I have 3 digital camera's.. My favorite for digital zoom is my Olympus, 8mp, 10x digital zoom, although it is a little slow to take the shot and a little hefty to tote around. My fav all around is most recent addition, the Nikon S210, very light weight and compact 8mp, 3x digital zoom. Have gotten some good shots, and they are about $120. My other is a Sony Cyber Shot, 6mp, 3x zoom, have had nothing but bad luck with this one. I have sent it in to be serviced and is still not turning on correctly.


----------



## Canadian (Dec 14, 2008)

Any Sony pocket model. You can usually find older models on sale. Super reliable.
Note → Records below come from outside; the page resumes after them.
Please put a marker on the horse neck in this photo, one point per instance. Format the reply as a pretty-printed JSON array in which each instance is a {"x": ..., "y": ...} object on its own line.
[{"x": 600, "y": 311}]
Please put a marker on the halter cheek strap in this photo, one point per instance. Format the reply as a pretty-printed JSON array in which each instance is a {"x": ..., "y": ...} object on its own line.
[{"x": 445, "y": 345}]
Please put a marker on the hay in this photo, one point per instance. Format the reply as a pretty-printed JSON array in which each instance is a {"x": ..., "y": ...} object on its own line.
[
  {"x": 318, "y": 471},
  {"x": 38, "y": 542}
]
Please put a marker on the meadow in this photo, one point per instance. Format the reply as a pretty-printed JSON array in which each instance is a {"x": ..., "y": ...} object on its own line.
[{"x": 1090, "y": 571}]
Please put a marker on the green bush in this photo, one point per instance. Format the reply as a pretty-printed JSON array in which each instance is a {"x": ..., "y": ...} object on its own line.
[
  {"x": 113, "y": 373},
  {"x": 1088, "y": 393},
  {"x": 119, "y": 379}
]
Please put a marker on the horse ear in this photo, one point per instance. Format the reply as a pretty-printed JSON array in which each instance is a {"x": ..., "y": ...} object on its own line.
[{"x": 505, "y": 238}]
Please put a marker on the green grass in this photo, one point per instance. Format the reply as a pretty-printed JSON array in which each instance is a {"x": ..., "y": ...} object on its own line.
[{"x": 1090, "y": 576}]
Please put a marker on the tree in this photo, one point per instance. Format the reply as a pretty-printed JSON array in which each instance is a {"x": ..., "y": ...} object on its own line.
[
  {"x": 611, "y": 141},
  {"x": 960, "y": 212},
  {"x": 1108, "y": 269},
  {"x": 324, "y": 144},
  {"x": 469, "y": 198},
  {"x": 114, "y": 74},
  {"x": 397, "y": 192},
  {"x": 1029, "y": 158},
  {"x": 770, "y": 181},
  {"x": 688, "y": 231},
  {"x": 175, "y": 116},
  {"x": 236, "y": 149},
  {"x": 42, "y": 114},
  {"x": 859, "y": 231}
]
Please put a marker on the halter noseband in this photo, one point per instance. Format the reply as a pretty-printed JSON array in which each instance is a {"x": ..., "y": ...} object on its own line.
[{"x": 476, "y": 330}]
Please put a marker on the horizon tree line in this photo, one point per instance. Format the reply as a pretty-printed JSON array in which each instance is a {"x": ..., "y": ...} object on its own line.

I've been using Sony cameras for close to ten years now and I've never had a problem.


----------



## NaeKid (Oct 17, 2008)

What I look for in a camera is SD card capability and standard USB-style cable connections. I want a camera that is compatable with "everything" out there with the least amount of hassle. I want to be able to plug my camera into a computer and have it act like a drive-letter without having to use special proprietary software to run.

With that being said, I am very impressed with the color and speed of my Samsung cameras. Screen resolution is amazing, the speed of the screen for tracking moving objects is great and transfer to computer (I use a Linux-based Asus EEE) is fast and painless. I am on my third Samsung camera now, and I cannot say enough good stuff about them.


----------